Here's a forthcoming review paper on organ allocation and transplantation that focuses on the allocation of deceased-donor organs, particularly kidneys, and goes through the whole supply chain, from donor registration and family consent after death, to patient prioritization, and organ allocation. We also discuss the regulatory and political practices and ethical concerns that keep the availability of transplants far short of their need.
Organ Allocation and Transplantation
by Itai Ashlagi and Alvin E. Roth, Annual Review of Economics
Vol. 18 https://doi.org/10.1146/annurev-economics-092425-123425
Review in Advance first posted online on June 08, 2026. (Changes may still occur before final publication.)
Abstract: There is a large shortage of solid organs for transplants. This survey reviews the allocation of organs (particularly kidneys), with an emphasis on how deceased donor organs are obtained and allocated in the United States but with pointers to related issues involving living donors and transplantation around the world. We review some of the key institutional details and theoretical and empirical studies and describe some open questions that we hope will continue to attract attention from researchers interested in the economic and operational aspects of organ allocation.

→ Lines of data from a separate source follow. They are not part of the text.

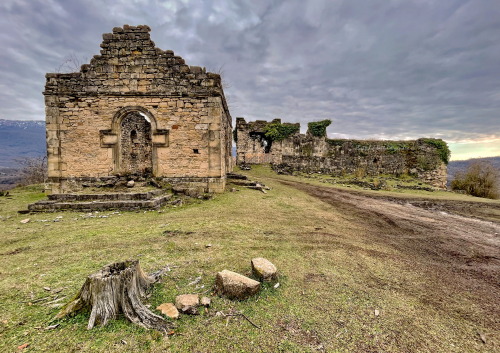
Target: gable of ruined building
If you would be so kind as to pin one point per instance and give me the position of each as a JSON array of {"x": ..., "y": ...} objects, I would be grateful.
[{"x": 130, "y": 64}]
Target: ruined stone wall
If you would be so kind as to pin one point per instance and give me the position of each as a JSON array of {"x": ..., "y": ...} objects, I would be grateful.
[
  {"x": 252, "y": 146},
  {"x": 190, "y": 125},
  {"x": 308, "y": 153}
]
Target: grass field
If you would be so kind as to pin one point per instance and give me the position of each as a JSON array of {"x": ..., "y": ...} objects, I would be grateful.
[{"x": 334, "y": 279}]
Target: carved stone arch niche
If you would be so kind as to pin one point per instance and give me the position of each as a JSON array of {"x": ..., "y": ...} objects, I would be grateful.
[{"x": 134, "y": 139}]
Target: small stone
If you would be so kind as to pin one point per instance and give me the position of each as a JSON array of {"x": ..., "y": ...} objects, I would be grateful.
[
  {"x": 264, "y": 270},
  {"x": 235, "y": 286},
  {"x": 169, "y": 310},
  {"x": 187, "y": 303},
  {"x": 205, "y": 301}
]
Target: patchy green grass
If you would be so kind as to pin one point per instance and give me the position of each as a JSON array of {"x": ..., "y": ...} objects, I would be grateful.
[
  {"x": 333, "y": 278},
  {"x": 391, "y": 190}
]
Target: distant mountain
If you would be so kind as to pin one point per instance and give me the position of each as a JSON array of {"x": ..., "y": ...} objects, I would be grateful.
[
  {"x": 20, "y": 139},
  {"x": 458, "y": 166}
]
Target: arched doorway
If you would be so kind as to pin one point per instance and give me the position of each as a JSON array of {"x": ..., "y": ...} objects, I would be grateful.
[{"x": 136, "y": 147}]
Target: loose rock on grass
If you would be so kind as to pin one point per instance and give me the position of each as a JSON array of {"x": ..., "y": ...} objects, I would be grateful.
[
  {"x": 264, "y": 270},
  {"x": 235, "y": 286}
]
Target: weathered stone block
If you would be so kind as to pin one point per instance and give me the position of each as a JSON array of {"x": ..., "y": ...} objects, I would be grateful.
[{"x": 235, "y": 286}]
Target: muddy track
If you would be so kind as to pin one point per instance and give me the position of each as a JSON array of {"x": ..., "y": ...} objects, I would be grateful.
[{"x": 458, "y": 253}]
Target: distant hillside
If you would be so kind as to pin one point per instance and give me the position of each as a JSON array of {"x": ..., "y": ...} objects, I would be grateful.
[
  {"x": 456, "y": 166},
  {"x": 19, "y": 139}
]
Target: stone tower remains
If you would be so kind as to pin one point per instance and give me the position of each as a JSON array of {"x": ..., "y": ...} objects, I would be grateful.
[
  {"x": 282, "y": 145},
  {"x": 137, "y": 111}
]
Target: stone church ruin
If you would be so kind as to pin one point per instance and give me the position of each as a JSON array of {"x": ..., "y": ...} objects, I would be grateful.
[
  {"x": 137, "y": 111},
  {"x": 282, "y": 145}
]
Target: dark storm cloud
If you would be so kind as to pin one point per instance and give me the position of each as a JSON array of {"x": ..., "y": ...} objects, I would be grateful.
[{"x": 378, "y": 69}]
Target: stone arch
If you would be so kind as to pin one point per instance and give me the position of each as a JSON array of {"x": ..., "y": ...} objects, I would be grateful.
[{"x": 134, "y": 151}]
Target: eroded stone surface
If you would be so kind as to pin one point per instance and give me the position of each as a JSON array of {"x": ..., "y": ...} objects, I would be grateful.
[
  {"x": 264, "y": 270},
  {"x": 308, "y": 153},
  {"x": 169, "y": 310},
  {"x": 205, "y": 301},
  {"x": 187, "y": 303},
  {"x": 137, "y": 109},
  {"x": 235, "y": 286}
]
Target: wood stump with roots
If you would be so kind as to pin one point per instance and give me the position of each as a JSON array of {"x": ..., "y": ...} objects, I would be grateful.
[{"x": 114, "y": 290}]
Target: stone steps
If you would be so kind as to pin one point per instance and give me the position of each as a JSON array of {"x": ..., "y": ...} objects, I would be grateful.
[
  {"x": 116, "y": 196},
  {"x": 131, "y": 203}
]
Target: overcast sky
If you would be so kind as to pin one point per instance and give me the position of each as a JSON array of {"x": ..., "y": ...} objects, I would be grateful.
[{"x": 379, "y": 69}]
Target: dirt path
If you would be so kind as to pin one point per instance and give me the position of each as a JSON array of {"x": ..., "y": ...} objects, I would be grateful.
[{"x": 459, "y": 254}]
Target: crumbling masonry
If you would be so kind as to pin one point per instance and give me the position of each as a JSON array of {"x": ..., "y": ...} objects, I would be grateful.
[
  {"x": 137, "y": 111},
  {"x": 425, "y": 159}
]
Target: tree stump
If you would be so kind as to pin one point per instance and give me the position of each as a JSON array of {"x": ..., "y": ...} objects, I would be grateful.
[{"x": 116, "y": 289}]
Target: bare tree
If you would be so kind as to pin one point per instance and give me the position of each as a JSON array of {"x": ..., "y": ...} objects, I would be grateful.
[{"x": 71, "y": 63}]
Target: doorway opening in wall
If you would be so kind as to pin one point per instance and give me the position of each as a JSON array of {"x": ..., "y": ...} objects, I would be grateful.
[
  {"x": 136, "y": 147},
  {"x": 264, "y": 141}
]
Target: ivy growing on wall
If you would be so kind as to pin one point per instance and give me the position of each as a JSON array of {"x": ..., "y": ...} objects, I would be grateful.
[
  {"x": 278, "y": 131},
  {"x": 318, "y": 128},
  {"x": 441, "y": 146}
]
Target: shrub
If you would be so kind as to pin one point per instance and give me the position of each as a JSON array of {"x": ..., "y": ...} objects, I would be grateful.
[
  {"x": 480, "y": 179},
  {"x": 278, "y": 131},
  {"x": 318, "y": 128}
]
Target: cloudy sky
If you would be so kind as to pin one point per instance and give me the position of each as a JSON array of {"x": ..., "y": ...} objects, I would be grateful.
[{"x": 379, "y": 69}]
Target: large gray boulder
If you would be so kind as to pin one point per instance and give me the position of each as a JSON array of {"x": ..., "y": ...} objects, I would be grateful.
[
  {"x": 264, "y": 270},
  {"x": 235, "y": 286}
]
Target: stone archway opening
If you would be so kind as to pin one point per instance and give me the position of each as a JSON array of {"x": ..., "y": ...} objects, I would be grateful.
[{"x": 136, "y": 146}]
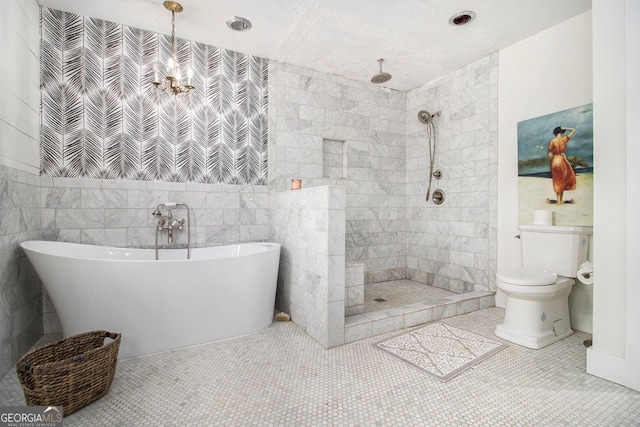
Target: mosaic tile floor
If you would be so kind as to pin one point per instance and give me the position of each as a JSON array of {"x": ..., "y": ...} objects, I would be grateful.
[
  {"x": 280, "y": 376},
  {"x": 397, "y": 293}
]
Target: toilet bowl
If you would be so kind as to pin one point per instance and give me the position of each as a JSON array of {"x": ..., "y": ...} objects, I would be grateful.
[
  {"x": 537, "y": 294},
  {"x": 537, "y": 308}
]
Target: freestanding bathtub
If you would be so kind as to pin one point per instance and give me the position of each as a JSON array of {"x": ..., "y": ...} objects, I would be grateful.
[{"x": 158, "y": 305}]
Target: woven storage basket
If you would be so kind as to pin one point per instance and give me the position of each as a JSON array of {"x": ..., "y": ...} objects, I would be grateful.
[{"x": 72, "y": 372}]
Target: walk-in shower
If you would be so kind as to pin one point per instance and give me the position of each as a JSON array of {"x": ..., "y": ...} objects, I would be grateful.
[{"x": 427, "y": 118}]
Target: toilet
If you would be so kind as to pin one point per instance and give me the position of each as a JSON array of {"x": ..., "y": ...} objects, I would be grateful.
[{"x": 537, "y": 303}]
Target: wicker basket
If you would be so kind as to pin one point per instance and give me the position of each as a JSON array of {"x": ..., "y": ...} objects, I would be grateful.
[{"x": 72, "y": 372}]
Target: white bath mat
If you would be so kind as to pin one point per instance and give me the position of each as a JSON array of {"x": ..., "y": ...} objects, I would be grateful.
[{"x": 441, "y": 350}]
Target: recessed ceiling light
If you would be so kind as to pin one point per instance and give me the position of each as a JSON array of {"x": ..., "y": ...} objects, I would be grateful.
[
  {"x": 239, "y": 24},
  {"x": 462, "y": 18}
]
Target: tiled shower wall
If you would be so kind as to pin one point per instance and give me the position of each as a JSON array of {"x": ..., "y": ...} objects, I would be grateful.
[
  {"x": 312, "y": 114},
  {"x": 453, "y": 246},
  {"x": 309, "y": 223}
]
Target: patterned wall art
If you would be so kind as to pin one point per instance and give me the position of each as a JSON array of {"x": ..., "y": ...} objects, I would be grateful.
[
  {"x": 555, "y": 166},
  {"x": 103, "y": 118}
]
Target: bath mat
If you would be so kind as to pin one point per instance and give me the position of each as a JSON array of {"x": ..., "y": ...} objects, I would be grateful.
[{"x": 441, "y": 350}]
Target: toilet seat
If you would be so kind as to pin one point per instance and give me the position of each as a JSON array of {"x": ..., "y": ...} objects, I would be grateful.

The paper ends with a set of open questions and research directions, followed by these concluding paragraphs about the future:
"THE DAY AFTER TOMORROW
"Efforts to quickly improve the availability of transplants include recovering more transplantable organs from deceased donors, successfully transplanting more of those recovered organs, and facilitating more living donor organ transplants of kidneys and livers. In the longer term, efforts are under way to reduce the need for human organ transplants by reducing the need for re-transplantation (after graft failure) and by preventing organ failure or curing it by other means.
"It is common to hear that xenotransplantation is tomorrow’s cure for organ failure, and always will be. However, recent developments in transplanting organs from genetically modified pigs into primates and humans suggest that the future possibilities are real, even though (as of this writing) no pig organ transplant to a human has yet survived for as much as a year (although there have now been some pig kidney and heart transplants that worked for months; Tector 2025). Another somewhat related approach involves trying to bioengineer an artificial kidney by removing from a pig kidney the pig cells that would be attacked by the human immune system, leaving a scaffold that could be populated with human kidney cells (Lo et al. 2024). Less developed so far is the hope of regrowing kidneys through some kind of stem cell manipulation, although some kidney cell growth in mice has been achieved (Araoka et al. 2025).
"Each of these lines of research offers the possibility of reducing or ending the need for, and hence the scarcity of, human organs for transplantation. That scarcity would also be reduced by medical progress in reducing the incidence and progression of kidney disease and its precursors and of other kinds of organ failure that now require transplantation. Yet it remains likely that almost everyone whose life could be extended by a human organ transplant today will die without one, and so our attention to the shortage of transplants is still needed."